In vaccine testing process, prostitutes’ bodies are still commodities with designated marginality. Michel Foucault demonstrates that “repression operated as a sentence to disappear, but also as an injunction to silence, an affirmation of nonexistence” (Foucault, 1990). African prostitutes are seen as nobody with silence so that doctors can use them to do medical testing without being accused. Because in their eyes, prostitutes are not regarded as real human beings so that doctors can commit repression on them.

Doctor Lee chose African prostitutes as testing objects and experimental mice to prove his result’s right. The marginalization of African women is manifested by being forced into prostitution and suffering from AIDS. A vaccine developed with foreign money is being tested on unwitting Zambians. Naila also claimed that “black people have always made great guinea pigs” (Serpell, 2019) for vaccine testing. When a vaccine became available, the white population rejected it, fearing it may turn their pale skins dark—something worse than death. Last chapters of this novel featured the proliferation of “Beads”, technological devices embedded in human hands that can transmit an experimental HIV vaccine on them. This dystopian narration criticized colonial power on African people with racial discrimination. Even in African continent, ethnical and social discrimination and oppression still existed.

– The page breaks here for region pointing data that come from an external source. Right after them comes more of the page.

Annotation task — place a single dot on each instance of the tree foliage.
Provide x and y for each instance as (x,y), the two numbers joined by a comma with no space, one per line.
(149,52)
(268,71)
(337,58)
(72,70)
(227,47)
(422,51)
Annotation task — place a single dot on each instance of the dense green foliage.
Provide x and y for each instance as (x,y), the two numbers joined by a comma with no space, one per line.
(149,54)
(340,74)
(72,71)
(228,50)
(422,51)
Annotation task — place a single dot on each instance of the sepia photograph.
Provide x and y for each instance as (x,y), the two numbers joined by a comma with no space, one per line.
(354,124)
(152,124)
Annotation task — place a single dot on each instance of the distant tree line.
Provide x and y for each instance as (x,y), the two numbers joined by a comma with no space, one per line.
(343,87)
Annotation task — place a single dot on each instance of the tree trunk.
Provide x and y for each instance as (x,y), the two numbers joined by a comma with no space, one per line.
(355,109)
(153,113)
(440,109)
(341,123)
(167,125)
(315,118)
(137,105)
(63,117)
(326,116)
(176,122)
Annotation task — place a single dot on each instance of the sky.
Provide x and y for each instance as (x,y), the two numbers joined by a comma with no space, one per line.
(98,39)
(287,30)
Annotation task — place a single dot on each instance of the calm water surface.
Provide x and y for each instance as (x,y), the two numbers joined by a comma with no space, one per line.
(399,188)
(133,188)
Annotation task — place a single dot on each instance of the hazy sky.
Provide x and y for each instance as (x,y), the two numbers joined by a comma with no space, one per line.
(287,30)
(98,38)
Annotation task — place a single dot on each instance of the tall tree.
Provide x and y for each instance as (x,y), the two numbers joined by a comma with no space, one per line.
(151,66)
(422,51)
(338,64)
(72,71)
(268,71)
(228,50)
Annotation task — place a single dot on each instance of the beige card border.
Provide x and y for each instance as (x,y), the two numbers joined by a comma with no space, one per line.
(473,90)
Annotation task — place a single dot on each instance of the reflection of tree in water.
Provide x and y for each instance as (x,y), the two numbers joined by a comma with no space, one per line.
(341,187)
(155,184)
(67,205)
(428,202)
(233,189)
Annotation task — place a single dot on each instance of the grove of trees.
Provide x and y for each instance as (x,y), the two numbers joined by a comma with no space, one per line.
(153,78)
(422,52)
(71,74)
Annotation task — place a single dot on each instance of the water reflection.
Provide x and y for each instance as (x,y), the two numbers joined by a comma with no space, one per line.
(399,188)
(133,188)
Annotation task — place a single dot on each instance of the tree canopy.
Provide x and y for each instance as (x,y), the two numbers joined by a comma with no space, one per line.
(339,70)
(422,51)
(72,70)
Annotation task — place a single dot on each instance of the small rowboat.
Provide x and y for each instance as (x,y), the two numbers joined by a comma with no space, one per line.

In the novel, Serpell wants to reveal that racial discrimination is more malicious that epidemic. “Lee was too pragmatic to weep for dying Zambians, and he was far more interested in the biology and epidemiology than the sociology of the disease” (Serpell, 2019). Even being a doctor who ought to treat all people equally, Lee still held his discrimination and indifference towards Zambians. Medical ethic is adopted to examine African people’s bodies and racial issues in the novel. The novel focuses on African prostitutes’ lives and social positions to destabilize gender, race and class discrimination in Africa.

5. Conclusion

African women face both racial and gender discriminations without rights to claim their autonomy and self-ownership. African prostitutes’ bodies are used as testing rats by medical authorities. Serpell based her ideas on this novel in the outcry against white male’s dominance by exposing medical hypocrisy and control over African female bodies. There is a cry that a woman, no matter she is from ethnic minority groups or lower class, should have rights to control her body.

The emergence of prostitutes’ medical rights presents the new approach to call for the protection for these colored sexual minorities. Doctors do medical experiments on marginalized people’s bodies in the name of science and authority by exploiting their health rights. Medical ethical principles claim the equal right on medical treatment with no discrimination. What’s more, the selection of certain groups on vaccine testing should be based on ethic principles to pursue social justice.

Serpell embodied the idea of the family as a site of solidarity that resists social marginalization and gender discrimination. This article was in engagement in medical ethic, aiming to argue against racial and sexual discrimination and alienation on African women in the name of AIDS transmission and vaccine testing, increasing medical and humanistic awareness about health risks, and developing African prostitutes’ ethic rights. With the help of interdisciplinary methods, this paper has provided a different angle for the follow-up study of postcolonial texts, so as to pay attention to the gender, race and ethical demands of postcolonial novels.

Conflicts of Interest

The author declares no conflicts of interest regarding the publication of this paper.